Funds Respond To New Trends In Commodities Markets

Sovereign wealth funds have expanded dramatically in recent years. High commodity prices and large foreign exchange reserves have contributed to their significant growth in global markets.



Yet, recent trends in equity and commodities markets could seriously impact this growth story.

Sovereign funds have gradually increased their exposure to foreign equity markets. However, a decline in global equity markets in 2015 in both developed and developing countries has negatively impacted returns.

The funds, which are accountable to their governments and citizens, have already started to reassess their diversified assets strategy and change their global investments. The Saudi Arabian government, for example, recently announced its new economic partnership with the Russian government, especially in the energy sector.

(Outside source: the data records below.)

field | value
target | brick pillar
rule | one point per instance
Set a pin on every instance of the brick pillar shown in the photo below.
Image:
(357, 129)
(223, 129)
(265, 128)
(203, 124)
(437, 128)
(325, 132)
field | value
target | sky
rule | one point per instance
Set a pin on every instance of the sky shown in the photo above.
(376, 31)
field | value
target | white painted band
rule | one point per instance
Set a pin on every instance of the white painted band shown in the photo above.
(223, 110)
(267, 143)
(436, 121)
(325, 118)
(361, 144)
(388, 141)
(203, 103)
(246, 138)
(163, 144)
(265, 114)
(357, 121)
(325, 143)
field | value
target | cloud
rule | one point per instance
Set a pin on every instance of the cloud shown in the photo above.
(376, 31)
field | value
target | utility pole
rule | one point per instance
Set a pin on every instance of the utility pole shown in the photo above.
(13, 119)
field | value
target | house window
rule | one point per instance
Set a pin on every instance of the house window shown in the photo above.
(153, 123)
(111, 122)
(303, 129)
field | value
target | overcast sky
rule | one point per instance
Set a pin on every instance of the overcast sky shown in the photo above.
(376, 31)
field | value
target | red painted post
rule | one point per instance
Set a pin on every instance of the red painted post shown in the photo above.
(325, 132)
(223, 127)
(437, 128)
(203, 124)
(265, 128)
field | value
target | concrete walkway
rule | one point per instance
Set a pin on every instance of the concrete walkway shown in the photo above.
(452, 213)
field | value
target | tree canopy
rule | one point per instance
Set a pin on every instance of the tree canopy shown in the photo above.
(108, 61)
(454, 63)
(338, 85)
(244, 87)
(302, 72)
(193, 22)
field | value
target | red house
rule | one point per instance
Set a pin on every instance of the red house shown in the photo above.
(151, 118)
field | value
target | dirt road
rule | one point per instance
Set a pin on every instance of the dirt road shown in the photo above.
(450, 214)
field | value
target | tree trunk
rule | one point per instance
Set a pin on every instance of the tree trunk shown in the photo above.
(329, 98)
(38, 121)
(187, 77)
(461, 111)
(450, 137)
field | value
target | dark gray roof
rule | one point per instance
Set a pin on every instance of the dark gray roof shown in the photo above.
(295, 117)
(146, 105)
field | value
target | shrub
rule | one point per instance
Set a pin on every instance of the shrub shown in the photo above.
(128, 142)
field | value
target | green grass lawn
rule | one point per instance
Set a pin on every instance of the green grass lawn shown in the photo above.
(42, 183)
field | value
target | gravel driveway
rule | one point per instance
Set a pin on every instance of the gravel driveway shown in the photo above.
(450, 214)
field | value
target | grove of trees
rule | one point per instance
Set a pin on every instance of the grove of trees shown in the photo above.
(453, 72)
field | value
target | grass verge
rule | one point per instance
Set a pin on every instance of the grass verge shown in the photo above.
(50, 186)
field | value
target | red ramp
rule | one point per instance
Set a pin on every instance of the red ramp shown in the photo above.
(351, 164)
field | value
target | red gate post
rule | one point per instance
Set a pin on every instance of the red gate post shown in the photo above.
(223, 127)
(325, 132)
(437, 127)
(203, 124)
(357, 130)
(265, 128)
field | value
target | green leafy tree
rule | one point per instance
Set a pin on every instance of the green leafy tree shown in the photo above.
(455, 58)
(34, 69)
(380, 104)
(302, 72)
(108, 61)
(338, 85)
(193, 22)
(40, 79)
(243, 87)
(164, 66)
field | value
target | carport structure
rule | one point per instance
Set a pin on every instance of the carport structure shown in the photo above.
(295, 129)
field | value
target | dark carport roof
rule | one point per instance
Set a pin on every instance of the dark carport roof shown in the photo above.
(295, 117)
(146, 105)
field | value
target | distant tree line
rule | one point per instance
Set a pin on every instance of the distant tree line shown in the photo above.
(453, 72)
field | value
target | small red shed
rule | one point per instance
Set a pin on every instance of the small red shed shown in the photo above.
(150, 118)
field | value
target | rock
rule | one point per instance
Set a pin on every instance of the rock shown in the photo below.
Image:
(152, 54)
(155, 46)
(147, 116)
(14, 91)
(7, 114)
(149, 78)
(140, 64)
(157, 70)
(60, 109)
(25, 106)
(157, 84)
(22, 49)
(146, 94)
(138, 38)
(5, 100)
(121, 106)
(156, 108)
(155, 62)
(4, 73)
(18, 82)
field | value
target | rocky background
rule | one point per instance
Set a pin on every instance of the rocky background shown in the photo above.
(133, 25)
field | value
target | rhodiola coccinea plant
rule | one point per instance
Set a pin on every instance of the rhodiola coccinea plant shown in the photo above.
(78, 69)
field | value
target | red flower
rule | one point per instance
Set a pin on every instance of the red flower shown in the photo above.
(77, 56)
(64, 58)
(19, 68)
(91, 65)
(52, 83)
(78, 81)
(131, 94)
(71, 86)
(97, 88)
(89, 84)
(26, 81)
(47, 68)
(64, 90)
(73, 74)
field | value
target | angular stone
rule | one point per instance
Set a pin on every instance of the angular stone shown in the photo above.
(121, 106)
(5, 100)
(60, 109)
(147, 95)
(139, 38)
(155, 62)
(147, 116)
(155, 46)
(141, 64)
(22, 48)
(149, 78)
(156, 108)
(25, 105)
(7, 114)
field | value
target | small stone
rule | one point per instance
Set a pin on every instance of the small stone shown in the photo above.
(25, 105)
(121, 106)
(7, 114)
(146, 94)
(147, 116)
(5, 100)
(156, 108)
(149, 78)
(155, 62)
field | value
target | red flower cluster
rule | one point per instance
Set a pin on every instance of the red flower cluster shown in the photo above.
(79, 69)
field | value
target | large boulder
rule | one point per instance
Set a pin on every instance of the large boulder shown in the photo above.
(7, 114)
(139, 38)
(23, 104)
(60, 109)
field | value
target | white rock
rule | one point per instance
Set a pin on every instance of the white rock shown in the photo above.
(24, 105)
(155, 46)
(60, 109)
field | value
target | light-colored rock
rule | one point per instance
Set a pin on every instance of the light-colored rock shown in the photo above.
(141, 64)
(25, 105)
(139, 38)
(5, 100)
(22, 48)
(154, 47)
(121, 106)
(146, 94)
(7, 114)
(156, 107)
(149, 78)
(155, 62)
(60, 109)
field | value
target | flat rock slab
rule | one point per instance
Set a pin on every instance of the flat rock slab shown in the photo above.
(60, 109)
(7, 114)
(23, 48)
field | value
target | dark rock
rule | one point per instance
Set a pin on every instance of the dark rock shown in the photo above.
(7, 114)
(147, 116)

Since many of these funds have large stakes in a few public equities, sharp price swings could quickly change these assets’ book value. Qatar, for example, invested heavily in Volkswagen and Glencore, whose equities suffered significant losses in the third quarter of 2015 as a result of internal and external crises.

Qatar, however, has maintained its global diversification strategy. It announced in September that it would open a new office in New York as part of its growing investment in foreign markets. According to an announcement by the Qatar Investment Authority’s CEO, the fund is committed to investing $35 billion in the United States over the next five years, which represents more than 10% of its total assets, according to Sovereign Wealth Fund Institute June estimates.

The plunge in oil prices has also forced many sovereign energy funds to find new sources of income in order to achieve long-term positive returns in a low-price environment and to better diversify their operations.

One area where sovereign funds can find more stability and economic opportunities is macro trading. “Long-term institutional investors, including sovereign wealth funds, have always had very limited presence in the global macro and volatility trading space,” notes Andrew Rozanov, a sovereign funds analyst at Chatham House. “However, this is about to change—and in a big way.”